No. of Recommendations: 14
There is no difference to my view between the actions of Hamas in October or the IDF currently, except that the IDF casualties are an order of magnitude greater already and climbing.
I think this is the fundamental disagreement.
There is a difference between deliberately making the intentional murder and kidnapping of noncombatants your objective, and conducting military operations against an attacking belligerent knowing that it will result in unintended civilian deaths. The fact that the physical outcome is the same to the dead people does not make the actions equivalent, either morally or under international law.
Hamas doesn't get a "free pass" to attack Israel without a responsive attack simply because they have embedded themselves (unlawfully) within a civilian population.
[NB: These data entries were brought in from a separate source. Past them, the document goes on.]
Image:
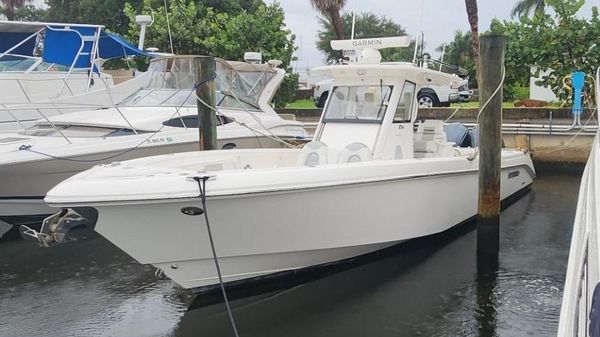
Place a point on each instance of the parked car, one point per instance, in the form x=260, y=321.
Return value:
x=428, y=97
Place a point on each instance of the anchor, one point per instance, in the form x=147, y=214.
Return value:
x=56, y=229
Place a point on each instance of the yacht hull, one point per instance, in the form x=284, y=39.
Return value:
x=24, y=185
x=257, y=234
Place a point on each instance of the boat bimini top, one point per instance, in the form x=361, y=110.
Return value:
x=373, y=103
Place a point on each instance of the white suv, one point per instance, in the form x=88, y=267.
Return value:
x=428, y=97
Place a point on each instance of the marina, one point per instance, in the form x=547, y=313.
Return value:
x=389, y=295
x=211, y=182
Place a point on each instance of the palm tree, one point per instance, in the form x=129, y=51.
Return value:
x=9, y=7
x=471, y=6
x=331, y=9
x=525, y=7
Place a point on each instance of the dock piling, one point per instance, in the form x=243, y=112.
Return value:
x=491, y=62
x=205, y=68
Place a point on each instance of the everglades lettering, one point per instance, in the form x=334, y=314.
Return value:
x=367, y=43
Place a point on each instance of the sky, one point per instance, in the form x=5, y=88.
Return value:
x=441, y=18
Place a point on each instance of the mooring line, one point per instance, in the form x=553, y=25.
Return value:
x=202, y=187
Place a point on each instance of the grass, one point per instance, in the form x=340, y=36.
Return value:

The fact that responsive combat against Hamas will unavoidably result in civilian casualties does not make the IDF's actions equivalent to Hamas' actions.
It's just false to claim a lack of difference between the intentional killing of noncombatants with the unavoidable and unintended killing of noncombatants.
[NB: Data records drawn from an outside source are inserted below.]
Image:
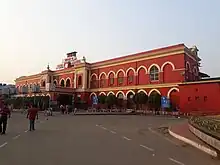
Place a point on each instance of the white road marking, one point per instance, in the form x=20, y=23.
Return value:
x=16, y=137
x=113, y=132
x=104, y=128
x=4, y=144
x=158, y=134
x=176, y=161
x=126, y=138
x=148, y=148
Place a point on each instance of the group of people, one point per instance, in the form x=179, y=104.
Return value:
x=5, y=113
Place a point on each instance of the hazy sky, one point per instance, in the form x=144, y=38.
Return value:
x=34, y=33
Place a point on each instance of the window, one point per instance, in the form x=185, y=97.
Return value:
x=80, y=80
x=130, y=79
x=102, y=83
x=68, y=83
x=43, y=84
x=154, y=73
x=111, y=81
x=62, y=84
x=120, y=80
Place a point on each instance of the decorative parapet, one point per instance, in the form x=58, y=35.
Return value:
x=215, y=143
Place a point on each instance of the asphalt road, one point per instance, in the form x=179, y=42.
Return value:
x=96, y=140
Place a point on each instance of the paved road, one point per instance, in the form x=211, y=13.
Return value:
x=96, y=140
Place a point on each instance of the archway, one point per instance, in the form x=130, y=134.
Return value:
x=173, y=95
x=62, y=83
x=130, y=100
x=154, y=100
x=68, y=84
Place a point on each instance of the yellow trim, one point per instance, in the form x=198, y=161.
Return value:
x=129, y=92
x=156, y=90
x=167, y=62
x=167, y=85
x=102, y=93
x=110, y=92
x=120, y=92
x=142, y=58
x=142, y=90
x=200, y=82
x=172, y=89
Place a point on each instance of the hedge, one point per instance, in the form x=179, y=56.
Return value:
x=208, y=125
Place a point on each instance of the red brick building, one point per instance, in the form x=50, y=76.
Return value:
x=162, y=70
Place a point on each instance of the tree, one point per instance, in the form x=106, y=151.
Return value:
x=111, y=100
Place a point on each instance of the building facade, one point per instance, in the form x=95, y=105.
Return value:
x=161, y=70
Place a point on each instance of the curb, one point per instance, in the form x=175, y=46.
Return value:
x=194, y=144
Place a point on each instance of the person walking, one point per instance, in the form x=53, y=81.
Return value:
x=5, y=113
x=32, y=115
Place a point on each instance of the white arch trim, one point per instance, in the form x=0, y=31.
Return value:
x=172, y=89
x=93, y=93
x=154, y=90
x=120, y=92
x=111, y=72
x=63, y=80
x=129, y=92
x=110, y=93
x=94, y=74
x=142, y=66
x=158, y=67
x=102, y=74
x=129, y=70
x=167, y=62
x=102, y=93
x=141, y=90
x=120, y=70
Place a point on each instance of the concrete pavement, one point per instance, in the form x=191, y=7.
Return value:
x=96, y=140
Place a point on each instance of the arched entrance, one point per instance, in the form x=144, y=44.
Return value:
x=130, y=100
x=173, y=95
x=154, y=100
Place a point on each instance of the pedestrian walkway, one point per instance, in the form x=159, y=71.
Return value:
x=182, y=132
How can anyone believe that the current action by the IDF will eradicate Hamas? Was the US military able to similarly eradicate the Viet Cong, or ISIS, or the Taliban. Fruitless endeavor. This looks to me more like a program designed to drive all the residents of Gaza south, claiming North Gaza for Israel.
I do. The US was able to substantially degrade the operational capacity of both Al Qaeda and ISIS to near-nil. The brand of Hamas might continue on (like those brands do) - but the specific organization as it presently is constituted can be degraded to near inutility. And the destruction of all of their physical resources in Gaza - the weapons and supply caches, tunnel networks, and other facilities - will substantially diminish the threat they pose.
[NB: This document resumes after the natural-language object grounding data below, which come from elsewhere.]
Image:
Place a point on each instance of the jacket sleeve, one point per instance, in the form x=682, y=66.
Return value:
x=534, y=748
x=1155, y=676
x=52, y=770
Can we agree that Palestinians are human beings worthy of human rights, and not human animals as described by the Israeli defense minister?
Of course - although it's pretty clear from context that the Israeli defense minister was referring to Hamas (the people they are fighting against, and who committed the atrocities) and not the Palestinian people writ large. Well, clear unless you're predisposed to apply the worst possible interpretation on them because that's where your starting from.